12

En el que se corre, se trepa, se grita y se maldice de principio a fin

—Presta atención. —Cabeza de Fuego lanzó una mirada apresurada a la entrada del sótano, pero allí arriba nada se movía—. Lo haremos así: primero llevaremos a la salida de emergencia todas las cuerdas que cuelgan y andan tiradas por aquí. Después romperemos la escalera de mano. Aquí abajo no debe quedar nada con lo que esos indeseables puedan trepar hasta la entrada del sótano.

—¡Ajá! —Bisbita asintió, aunque en realidad no entendía una palabra.

—En cuanto los demás hayan arrastrado hasta el pasadizo los sacos con las provisiones —prosiguió Cabeza de Fuego en voz baja—, comenzaremos. Ascenderemos por las cuerdas y gritaremos que los prisioneros se han rebelado y están destrozando las provisiones.

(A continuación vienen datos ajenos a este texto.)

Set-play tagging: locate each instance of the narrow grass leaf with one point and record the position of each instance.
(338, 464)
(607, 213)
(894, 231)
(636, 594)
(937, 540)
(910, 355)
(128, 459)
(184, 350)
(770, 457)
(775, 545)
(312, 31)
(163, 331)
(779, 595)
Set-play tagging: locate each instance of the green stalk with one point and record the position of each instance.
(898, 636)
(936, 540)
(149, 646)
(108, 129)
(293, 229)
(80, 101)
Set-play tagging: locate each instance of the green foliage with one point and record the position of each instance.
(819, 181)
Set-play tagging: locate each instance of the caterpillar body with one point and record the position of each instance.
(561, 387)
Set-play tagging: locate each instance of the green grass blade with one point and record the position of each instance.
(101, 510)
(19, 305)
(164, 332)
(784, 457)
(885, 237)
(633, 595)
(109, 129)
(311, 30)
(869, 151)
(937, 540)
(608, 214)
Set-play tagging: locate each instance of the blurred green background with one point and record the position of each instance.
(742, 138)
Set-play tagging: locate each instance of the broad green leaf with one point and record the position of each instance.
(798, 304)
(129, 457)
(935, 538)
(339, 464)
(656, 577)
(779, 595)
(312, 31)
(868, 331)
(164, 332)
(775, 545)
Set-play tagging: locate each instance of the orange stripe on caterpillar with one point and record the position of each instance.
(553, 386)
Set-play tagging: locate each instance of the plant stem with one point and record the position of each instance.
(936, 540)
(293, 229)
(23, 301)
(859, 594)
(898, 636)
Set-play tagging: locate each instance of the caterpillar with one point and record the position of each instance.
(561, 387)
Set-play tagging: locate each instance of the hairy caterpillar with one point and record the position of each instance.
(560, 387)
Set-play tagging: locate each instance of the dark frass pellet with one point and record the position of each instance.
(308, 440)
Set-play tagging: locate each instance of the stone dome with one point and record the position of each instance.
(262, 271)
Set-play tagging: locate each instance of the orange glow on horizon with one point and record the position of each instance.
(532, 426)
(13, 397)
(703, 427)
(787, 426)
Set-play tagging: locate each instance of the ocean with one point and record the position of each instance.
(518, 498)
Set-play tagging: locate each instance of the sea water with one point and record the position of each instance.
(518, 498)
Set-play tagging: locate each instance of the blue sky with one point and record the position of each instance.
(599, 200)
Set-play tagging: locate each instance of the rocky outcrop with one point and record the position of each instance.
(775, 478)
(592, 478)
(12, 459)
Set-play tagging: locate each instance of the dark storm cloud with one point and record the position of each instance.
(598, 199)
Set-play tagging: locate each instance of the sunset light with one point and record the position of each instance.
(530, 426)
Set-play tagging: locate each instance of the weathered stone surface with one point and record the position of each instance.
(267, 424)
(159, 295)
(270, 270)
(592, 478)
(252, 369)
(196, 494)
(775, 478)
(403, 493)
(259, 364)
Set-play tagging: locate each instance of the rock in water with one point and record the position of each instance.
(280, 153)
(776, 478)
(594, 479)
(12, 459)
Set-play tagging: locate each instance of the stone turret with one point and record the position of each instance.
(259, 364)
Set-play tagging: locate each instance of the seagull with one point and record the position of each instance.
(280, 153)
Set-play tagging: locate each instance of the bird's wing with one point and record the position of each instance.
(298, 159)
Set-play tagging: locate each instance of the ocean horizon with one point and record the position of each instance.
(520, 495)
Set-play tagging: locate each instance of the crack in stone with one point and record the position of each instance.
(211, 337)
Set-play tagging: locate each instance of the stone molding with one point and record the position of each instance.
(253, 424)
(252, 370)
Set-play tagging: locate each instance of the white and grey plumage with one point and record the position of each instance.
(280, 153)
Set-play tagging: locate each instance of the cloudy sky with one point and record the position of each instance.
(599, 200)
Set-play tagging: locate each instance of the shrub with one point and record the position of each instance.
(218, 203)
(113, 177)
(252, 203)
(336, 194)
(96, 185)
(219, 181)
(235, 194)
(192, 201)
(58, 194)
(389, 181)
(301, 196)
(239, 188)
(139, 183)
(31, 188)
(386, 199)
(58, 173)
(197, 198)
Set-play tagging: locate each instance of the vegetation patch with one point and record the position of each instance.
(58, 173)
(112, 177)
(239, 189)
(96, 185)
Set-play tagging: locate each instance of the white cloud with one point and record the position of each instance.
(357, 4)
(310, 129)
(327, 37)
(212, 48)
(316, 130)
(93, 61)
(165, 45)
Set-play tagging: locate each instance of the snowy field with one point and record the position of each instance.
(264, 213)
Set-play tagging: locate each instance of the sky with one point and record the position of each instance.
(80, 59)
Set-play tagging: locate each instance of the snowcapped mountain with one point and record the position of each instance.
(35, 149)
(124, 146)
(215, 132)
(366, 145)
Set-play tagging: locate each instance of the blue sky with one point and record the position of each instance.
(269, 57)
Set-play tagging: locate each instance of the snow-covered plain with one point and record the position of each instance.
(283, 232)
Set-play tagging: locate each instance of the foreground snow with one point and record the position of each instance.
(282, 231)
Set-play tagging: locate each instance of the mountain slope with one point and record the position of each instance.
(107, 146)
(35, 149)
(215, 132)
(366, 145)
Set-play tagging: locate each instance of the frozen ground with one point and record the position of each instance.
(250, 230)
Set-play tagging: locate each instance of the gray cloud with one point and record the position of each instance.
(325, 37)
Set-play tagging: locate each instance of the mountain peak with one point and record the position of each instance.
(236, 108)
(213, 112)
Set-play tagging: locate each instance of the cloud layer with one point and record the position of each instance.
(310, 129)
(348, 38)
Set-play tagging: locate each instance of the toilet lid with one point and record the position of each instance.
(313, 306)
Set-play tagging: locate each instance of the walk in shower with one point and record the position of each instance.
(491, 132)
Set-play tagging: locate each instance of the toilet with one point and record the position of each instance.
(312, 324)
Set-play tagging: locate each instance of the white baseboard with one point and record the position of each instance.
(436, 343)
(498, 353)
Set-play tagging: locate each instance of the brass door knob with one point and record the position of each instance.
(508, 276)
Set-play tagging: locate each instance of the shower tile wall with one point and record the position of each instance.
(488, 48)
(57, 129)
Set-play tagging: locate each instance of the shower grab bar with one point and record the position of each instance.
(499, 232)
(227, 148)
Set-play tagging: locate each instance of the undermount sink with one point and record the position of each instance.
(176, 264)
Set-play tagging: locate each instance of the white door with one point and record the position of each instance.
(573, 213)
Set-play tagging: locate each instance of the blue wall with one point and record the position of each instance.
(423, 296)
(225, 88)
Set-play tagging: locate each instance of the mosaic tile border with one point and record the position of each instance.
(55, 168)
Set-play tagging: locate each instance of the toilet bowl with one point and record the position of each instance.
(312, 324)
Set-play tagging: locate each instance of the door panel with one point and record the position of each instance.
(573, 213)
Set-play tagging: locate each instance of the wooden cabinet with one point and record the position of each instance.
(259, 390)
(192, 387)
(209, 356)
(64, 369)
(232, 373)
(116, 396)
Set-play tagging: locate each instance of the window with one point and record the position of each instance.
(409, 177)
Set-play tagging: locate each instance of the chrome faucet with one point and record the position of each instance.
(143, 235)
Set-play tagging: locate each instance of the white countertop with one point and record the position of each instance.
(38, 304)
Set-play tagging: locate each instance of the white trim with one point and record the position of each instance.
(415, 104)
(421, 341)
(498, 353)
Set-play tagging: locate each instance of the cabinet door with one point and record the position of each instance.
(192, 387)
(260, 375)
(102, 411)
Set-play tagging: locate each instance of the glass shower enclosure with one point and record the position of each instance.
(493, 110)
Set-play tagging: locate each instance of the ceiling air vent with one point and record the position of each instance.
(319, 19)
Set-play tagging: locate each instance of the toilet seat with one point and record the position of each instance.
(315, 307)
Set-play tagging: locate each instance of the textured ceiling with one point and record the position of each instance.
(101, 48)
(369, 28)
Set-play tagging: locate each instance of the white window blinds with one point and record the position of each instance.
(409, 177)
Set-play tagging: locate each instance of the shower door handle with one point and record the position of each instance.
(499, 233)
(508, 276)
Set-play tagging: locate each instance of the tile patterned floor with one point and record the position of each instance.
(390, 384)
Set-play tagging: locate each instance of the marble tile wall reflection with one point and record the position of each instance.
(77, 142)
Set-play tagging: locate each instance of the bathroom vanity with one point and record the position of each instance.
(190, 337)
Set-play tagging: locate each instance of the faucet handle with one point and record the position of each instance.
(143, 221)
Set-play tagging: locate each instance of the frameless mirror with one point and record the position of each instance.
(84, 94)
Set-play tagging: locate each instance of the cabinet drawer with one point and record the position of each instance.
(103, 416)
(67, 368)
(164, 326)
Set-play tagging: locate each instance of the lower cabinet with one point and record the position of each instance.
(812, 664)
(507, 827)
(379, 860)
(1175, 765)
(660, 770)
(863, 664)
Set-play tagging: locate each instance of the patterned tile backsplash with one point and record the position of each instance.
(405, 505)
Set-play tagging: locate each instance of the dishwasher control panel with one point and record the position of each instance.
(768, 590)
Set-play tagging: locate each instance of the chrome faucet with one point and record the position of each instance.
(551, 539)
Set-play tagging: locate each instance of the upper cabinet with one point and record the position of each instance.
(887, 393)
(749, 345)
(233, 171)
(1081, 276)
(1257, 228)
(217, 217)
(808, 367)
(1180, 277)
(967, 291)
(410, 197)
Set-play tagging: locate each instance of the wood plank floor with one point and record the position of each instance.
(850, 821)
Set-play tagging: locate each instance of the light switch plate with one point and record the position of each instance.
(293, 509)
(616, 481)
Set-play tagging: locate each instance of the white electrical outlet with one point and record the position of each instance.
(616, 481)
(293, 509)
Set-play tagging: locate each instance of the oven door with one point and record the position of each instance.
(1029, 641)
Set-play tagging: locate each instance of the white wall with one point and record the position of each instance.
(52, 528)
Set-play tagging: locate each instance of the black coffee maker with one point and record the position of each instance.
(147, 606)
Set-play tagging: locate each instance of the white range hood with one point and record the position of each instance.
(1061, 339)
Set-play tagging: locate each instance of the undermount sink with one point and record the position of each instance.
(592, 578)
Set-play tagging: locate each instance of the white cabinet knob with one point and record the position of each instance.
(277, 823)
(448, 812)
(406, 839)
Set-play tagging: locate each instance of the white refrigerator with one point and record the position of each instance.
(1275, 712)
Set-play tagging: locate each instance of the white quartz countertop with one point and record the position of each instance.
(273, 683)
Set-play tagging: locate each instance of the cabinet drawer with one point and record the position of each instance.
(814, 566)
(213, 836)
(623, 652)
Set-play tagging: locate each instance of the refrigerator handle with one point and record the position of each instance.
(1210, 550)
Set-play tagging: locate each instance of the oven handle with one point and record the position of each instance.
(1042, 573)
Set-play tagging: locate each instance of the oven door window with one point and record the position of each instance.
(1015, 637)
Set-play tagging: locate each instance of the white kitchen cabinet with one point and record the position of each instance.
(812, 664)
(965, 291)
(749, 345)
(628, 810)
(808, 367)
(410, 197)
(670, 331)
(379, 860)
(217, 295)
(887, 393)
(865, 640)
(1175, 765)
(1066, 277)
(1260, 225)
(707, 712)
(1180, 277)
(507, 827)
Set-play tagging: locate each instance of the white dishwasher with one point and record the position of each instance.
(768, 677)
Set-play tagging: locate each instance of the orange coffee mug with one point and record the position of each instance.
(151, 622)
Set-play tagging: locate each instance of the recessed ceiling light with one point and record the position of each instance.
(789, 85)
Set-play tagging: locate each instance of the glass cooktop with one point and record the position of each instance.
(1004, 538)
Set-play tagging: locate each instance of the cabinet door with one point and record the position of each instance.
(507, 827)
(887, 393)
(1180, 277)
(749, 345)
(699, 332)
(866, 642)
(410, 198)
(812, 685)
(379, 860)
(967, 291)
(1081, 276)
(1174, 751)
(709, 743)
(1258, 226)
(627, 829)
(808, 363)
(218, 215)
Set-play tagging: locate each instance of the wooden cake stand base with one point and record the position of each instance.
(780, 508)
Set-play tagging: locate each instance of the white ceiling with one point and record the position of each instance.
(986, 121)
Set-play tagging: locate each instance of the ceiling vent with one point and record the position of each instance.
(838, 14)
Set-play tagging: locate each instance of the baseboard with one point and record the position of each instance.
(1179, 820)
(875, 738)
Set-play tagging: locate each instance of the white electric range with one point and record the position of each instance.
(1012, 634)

Bisbita comenzó a sonreír.

—Sagaz —susurró—. Muy sagaz.

Cabeza de Fuego sonrió, halagado.

—Ha sido idea mía. Pero, sigamos. Cuando hayamos vuelto completamente loca a la banda y todos se abalancen hacia el agujero, uno de nosotros volverá a bajar delante de toda la cuadrilla. ¿Quién de los dos es más rápido?

—¡Yo! —susurró Bisbita.

—¡Cierto! —reconoció Cabeza de Fuego—. Entonces tú bajarás por la cuerda, correrás ante la horda hacia el almacén, cruzarás entre las estanterías y te dirigirás hacia la trampilla. Luego, hop, te meterás de un salto en la fosa y Sietepuntos, zas, cerrará con llave la trampilla sobre vuestras cabezas. La banda se dirá «Demonios, es una trampa» y correrá hacia las cuerdas. Pero yo ya las habré subido.

Bisbita estaba radiante.

—¡Genial! —exclamó en susurros.

—¡Pues, manos a la obra!

Retiraron las cuerdas a la velocidad del viento y destrozaron la escalera de mano. No había transcurrido ni una hora desde que habían expulsado arriba a los duendes. Cada vez con más frecuencia, los ojos de Cabeza de Fuego se dirigían, preocupados, hacia arriba, pero nadie apareció. A juzgar por los sonidos que bajaban hasta sus oídos, la banda se estaba divirtiendo de lo lindo y no perdía ni un minuto pensando en los prisioneros que limpiaban.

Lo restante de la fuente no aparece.